Tabulation of Data and Parts of a Table
To construct a table it is important to learn first what the parts of a good statistical table are. When put together in a systematically ordered manner these parts form a table. The simplest way of conceptualising a table may be data presented in rows and columns along with some explanatory notes. Tabulation can be done using one-way, two-way or three-way classification depending upon the number of characteristics involved. A good table should essentially have the following:
- Table Number
Table number is assigned to a table for identification purpose. If more than one table is presented, it is the table number that distinguishes one table from another. It is given at the top or at the beginning of the title of the table. Generally, table numbers are whole numbers in ascending order if there are many tables in a book. Subscripted numbers like 1.2, 3.1, etc. are also in use for identifying the table according to its location. For example, Table number 4.5 may read as fifth table of the fourth chapter and so on. (See Table 4.5)
The title of a table narrates about the contents of the table. It has to be very clear, brief and carefully worded so that the interpretations made from the table are clear and free from any ambiguity. It finds place at the head of the table succeeding the table number or just below it. (See Table 4.5).

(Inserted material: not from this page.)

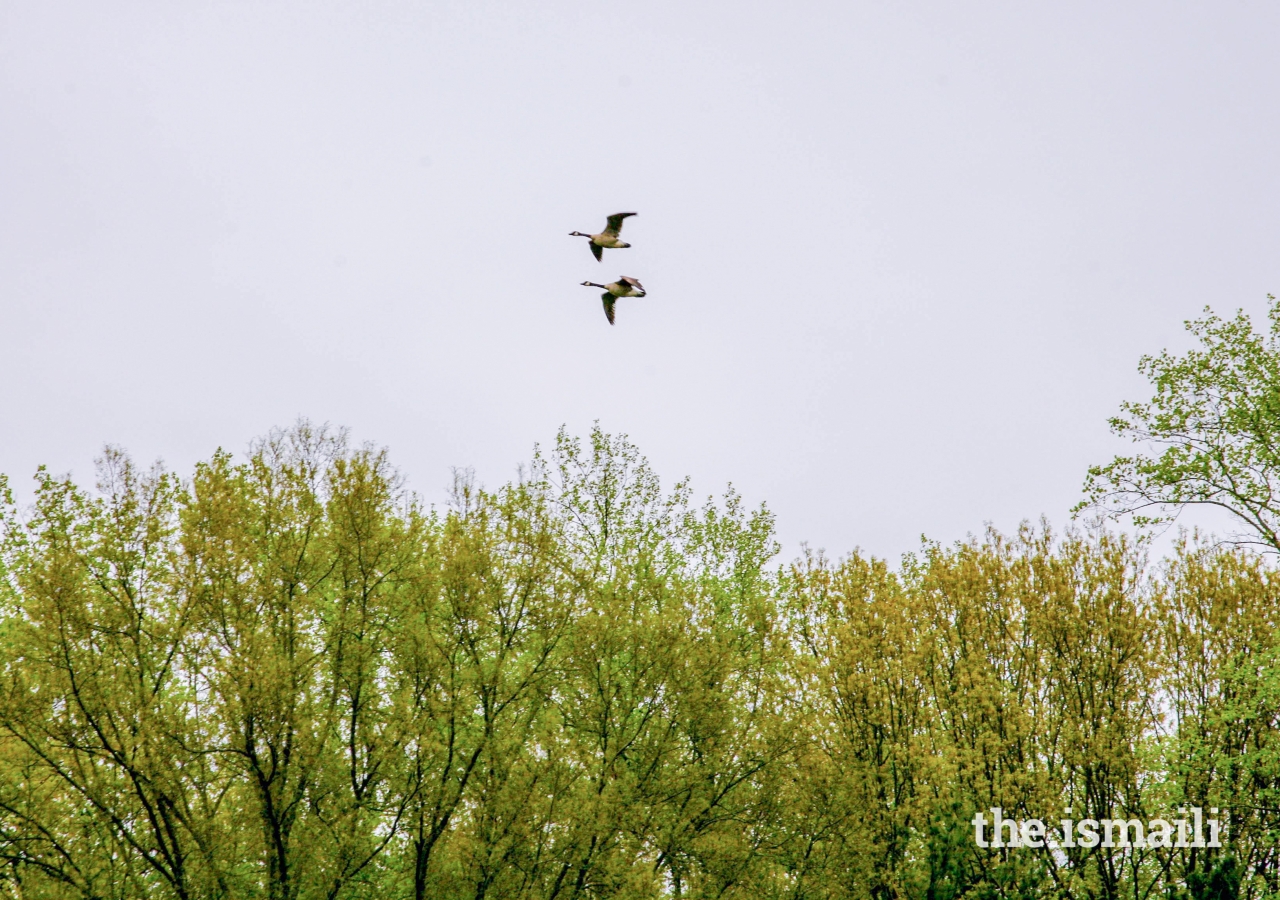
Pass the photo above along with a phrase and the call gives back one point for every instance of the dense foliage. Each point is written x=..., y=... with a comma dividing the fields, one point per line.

- Captions or Column Headings
At the top of each column in a table a column designation is given to explain figures of the column. This is called caption or column heading. (See Table 4.5)
- Stubs or Row Headings
Like a caption or column heading each row of the table has to be given a heading. The designations of the rows are also called stubs or stub items, and the complete left column is known as stub column. A brief description of the row headings may also be given at the left hand top in the table. (See Table 4.5).
- Body of the Table
Body of a table is the main part and it contains the actual data. Location of any one figure/data in the table is fixed and determined by the row and column of the table. For example, data in the second row and fourth column indicate that 25 crore females in rural India were non-workers in 2001. (See Table 4.5).
- Unit of Measurement
The unit of measurement of the figures in the table (actual data) should always be stated along with the title if the unit does not change throughout the table. If different units are there for rows or columns of the table, these units must be stated along with 'stubs' or 'captions'. If figures are large, they should be rounded up and the method Of rounding should be indicated (See Table 4.5).
(Note: Table 4.5 presents the same data in tabular form already presented through case 2 in textual presentation of data)
- Source Note
It is a brief statement or phrase indicating the source of data presented in the table. If more than one source is there, all the sources are to be written in the source note. Source note is generally written at the bottom of the table.
(See Table 4.5).
Footnote is the last part of the table. Footnote explains the specific feature of the data content of the table which is not self explanatory and has not been explained earlier.
- How many rows and columns are essentially required to form a table?
- Can the column/row headings of a table be quantitative?